CM . . .
. Volume XX Number 24. . . .February 21, 2014
When the story opens, Ting Ting’s father is in Canada studying engineering. Ting and her mother, a physician, continue with their daily lives of school, work and family. Ting’s mother decides to visit Ting’s father in Canada for a month. It is during this time the riots in Tiananmen Square take place, stranding Ting’s parents in Canada. Ting is lovingly cared for by her maternal aunts (yima), but, naturally, she longs to be reunited with her parents. Ting’s extended family is pleased at how quickly the Chinese government grants Ting the right to travel to Canada. After a visit to her paternal grandfather, and a glorious day with her yima, eight-year-old Ting is put on the plane for the long flight to Vancouver. Her arrival in Canada fills her with contrasting emotions: fear, anxiety, exhaustion and, of course, joy when she is reunited with her parents.
The rest of the story tells of Ting’s challenge to understand her new culture and to find her place within the new country. Her parents, who have very little money, rely only on the refugee stipend from the Canadian government, and they are unable to work in their disciplines in Canada. Their apartment is small and cramped, and there is no money for extras (scissors and visits to the aquarium). Ting quickly learns English, makes friends and, in spite of making some cultural gaffs, starts to find a little corner of Canada to call her own.
The family’s biggest break comes when Mr. Dobrowski, the owner of the donut shop below their apartment, asks Ting’s family for Christmas dinner. The Dabrowski’s are Polish immigrants and understand the challenges facing Ting’s family. After Christmas dinner, the Dabrowski’s give each member of Ting’s family a present: Ting’s mother receives a handmade apron; Ting a backpack, with a matching lunch kit; and Ting’s father receives a donut.
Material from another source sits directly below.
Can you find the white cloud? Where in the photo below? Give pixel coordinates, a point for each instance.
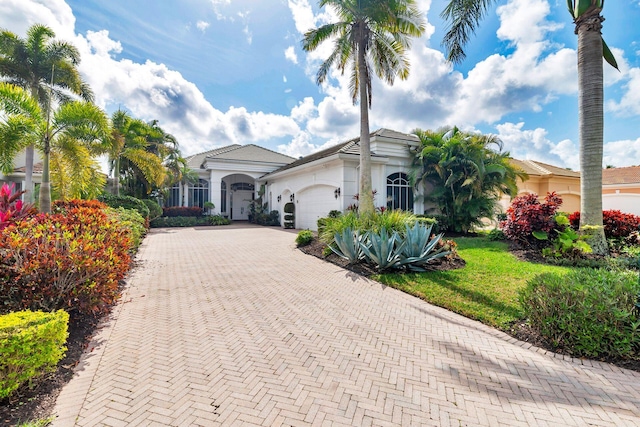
(290, 54)
(202, 25)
The donut, one might anticipate, symbolizes a job offer.
From the adult perspective, the plot is not surprising or extraordinary in any way, but the sincerity, genuine emotions and authenticity of the characters, the introduction of traumatic historical events and the vivid description of the settings through the eyes of Ting make this a first-rate fiction title for young readers.
Sharing this book with my 12-year-old led to many discussions surrounding the events of Tiananmen Square, communism, the Chinese Cultural Revolution, and. of course, the trauma of arriving in a new land where everything is unfamiliar.
I think Hammond ‘s work is particularly strong in the descriptions of Ting’s outings. In China, the details included foods (e.g. meat skewers, hawthorne berry bars – ice treats) and sites (thousand Buddha Mountain and natural water springs). These contrast nicely with Ting’s Vancouver experiences of totem poles, laundry mats, chocolate milk, and donuts.
Ting Ting will be a great addition to all school, public and personal libraries.
Ruth McMahon, a professional librarian who has two daughters, works in a Middle School library in AB.